Growth Dragons Weekly: Will Alibaba Get Regulated Again? Plus: CATL Soars, Solar Giants Unite, and CamScanner IPO
What happened in China this week:
China Inflation Rises 0.1%, Ending 4-Month Decline—But Demand Still Weak
Will Alibaba Get Regulated Again?
Top 2 Solar Giants Finally Join Forces to End Price War
World’s Largest EV Battery Maker CATL Gains 43% Since HK Debut
CamScanner Rides the AI Wave as Parent Company INTSIG Prepares for IPO
#1 China Inflation Rises 0.1%, Ending 4-Month Decline—But Demand Still Weak
China’s consumer price index (CPI) edged up 0.1% year-on-year in June, breaking a four-month streak of declines, according to the National Bureau of Statistics. The slight rebound was driven by a recovery in industrial consumer goods prices and reflects tentative signs of inflation returning amid ongoing government efforts to stimulate domestic demand.
But the broader picture remains fragile. The Producer Price Index (PPI) fell 3.6%—its steepest drop in nearly two years—highlighting continued deflationary pressures in the manufacturing sector.
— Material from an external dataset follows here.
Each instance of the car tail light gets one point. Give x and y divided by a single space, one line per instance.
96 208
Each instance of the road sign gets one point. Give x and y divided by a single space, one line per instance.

Worsening the outlook, escalating trade tensions with the U.S. and new transshipment tariffs threaten to further weaken China’s export engine, putting even more pressure on producer prices.
At no point in recent history has China faced such urgency to build a self-sustaining domestic economy. With exports becoming an increasingly unreliable growth driver—especially under the shadow of Trump-style trade policies—China must now rely on internal consumption. Yet domestic demand remains weak.
The bottom line: China’s economic growth is likely to remain subdued. But remember, the stock market isn’t the economy. Stocks are forward-looking. The brutal performance of Chinese equities over the past three years may have already priced in much of this pessimism. In fact, the rebound in Chinese stocks over the past year could be a leading signal that the economy might finally be stabilizing—if not improving—but perhaps only starting in 2026.